2.1.3 L’apogée de la Fabrique


Les transformations des marchés et du système productif

Vers 1840, les soieries lyonnaises ont écrasé leurs concurrents et, sous le second Empire, les soieries représentent pour la France le premier poste d’exportation. Mais de gros bouleversements se préparent. « Aujourd’hui, l’arbre d’or n’enrichit plus le pays »[64], écrit le secrétaire du comice agricole de l’arrondissement du Vigan (Gard) en 1862 en se désolant du développement de la pébrine. La maladie du vers à soie n’est sans doute pas la seule responsable des difficultés. C’est le moment où les négociants lyonnais se tournent vers les soies asiatiques, moins chères, et, certains d’entre eux achètent des filatures et des moulinages pour les contrôler : le commerce est devenu « industrialisant »[65] hors de Lyon. De nouveaux marchés comme le marché américain se développent qui apprécient les soies unies noires. Sous le second Empire, les anglo-saxons absorbent les deux tiers des exportations. Par ailleurs, à partir des années 1870, les tissus mélangés de coton ou de déchets de soie (la « schappe ») s’imposent. Enfin, l’appareil productif évolue en se concentrant, en se mécanisant et en intégrant les activités d’amont et d’aval. Les 13 entreprises qui fournissaient en 1855 43% de la production réussissent à porter leur part à 57% douze ans plus tard[66]. Un fossé s’est creusé chez les fabricants : en 1867, 102 maisons sur 392 réalisent 74% du chiffre d’affaires. Les activités annexes se modernisent, en particulier la teinture qui cherche à produire en masse du « noir ». Avec des hommes comme François Gillet, apprêteurs et teinturiers occupent désormais une place centrale dans la Fabrique1. Même si les usines sont encore peu nombreuses à la fin des années 1870, elles représentent l’avenir mais elles se sont installées hors de Lyon.[67].
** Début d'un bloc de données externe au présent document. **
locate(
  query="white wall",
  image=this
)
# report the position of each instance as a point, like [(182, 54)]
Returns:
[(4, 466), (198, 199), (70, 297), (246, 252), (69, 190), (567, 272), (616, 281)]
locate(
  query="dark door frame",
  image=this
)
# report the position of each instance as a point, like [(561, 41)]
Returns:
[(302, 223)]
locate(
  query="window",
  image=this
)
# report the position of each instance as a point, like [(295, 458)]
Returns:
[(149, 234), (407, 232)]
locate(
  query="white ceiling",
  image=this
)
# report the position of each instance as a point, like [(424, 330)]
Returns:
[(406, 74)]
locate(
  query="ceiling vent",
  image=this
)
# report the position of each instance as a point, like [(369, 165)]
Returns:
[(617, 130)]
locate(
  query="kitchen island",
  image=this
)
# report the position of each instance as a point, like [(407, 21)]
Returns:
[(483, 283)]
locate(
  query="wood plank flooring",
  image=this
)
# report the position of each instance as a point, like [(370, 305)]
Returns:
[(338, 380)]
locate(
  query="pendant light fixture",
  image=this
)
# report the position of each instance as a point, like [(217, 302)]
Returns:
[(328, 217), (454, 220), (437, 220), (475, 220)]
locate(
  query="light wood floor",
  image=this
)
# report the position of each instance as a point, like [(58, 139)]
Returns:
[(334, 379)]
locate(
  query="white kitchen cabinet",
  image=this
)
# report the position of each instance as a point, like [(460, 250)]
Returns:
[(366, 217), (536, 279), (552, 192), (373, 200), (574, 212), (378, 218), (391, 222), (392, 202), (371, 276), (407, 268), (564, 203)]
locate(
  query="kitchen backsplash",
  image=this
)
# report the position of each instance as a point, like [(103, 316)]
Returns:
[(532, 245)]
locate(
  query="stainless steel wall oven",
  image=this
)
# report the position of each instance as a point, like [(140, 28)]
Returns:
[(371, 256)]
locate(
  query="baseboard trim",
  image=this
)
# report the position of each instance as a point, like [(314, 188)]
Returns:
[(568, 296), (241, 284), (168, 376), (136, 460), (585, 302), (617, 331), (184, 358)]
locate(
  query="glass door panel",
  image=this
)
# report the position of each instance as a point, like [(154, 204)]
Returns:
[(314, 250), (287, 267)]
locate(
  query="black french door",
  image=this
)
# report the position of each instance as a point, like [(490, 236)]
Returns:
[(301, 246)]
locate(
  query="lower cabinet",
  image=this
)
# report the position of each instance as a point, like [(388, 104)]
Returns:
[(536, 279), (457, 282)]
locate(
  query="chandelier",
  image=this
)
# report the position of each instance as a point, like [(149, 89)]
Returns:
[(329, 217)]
La délocalisation de la Fabrique

Si la Fabrique se développe hors de la ville - et parfois même fort loin -, ce n’est pas tant à cause des événements de 1831 et de 1834 qu’en raison d’une profonde transformation des façons de produire. Dès 1818, un négociant allemand nommé Berna ouvre près de Lyon, à la Sauvagère, la première usine-pensionnat qui emploie des jeunes filles logées sur place, peu payées et encadrées par des religieuses. Claude-Joseph Bonnet reprend et perfectionne ce type d’organisation et son établissement de Jujurieux fondé en 1835 dans l’Ain fait figure de modèle. Les usines-pensionnat qui intègrent les productions d’amont et d’aval, utilisent des machines et bénéficient du travail d’une main d’œuvre docile et flexible, se répandent lentement notamment dans le bas Dauphiné où les elles occupent le territoire de la vieille industrie du chanvre en grande difficulté. Le traitement des déchets de soie prend de l’ampleur avec les usines de la vallée de l’Albarine et celle de Briançon. Les nouvelles étoffes, les nouvelles matières premières et les nouvelles façons de travailler permettent de se passer de l’habileté inégalable des canuts dont une partie des enfants comme Marius Berliet – le fondateur de la société des Automobiles Marius Berliet - exerceront leurs talents dans les industries nouvelles qui fleurissent à Lyon à la fin du XIXe siècle.


Notes :

[64] M. A. Jeanjean, « Avant-propos », La maladie des vers à soie, Montpellier, 1862.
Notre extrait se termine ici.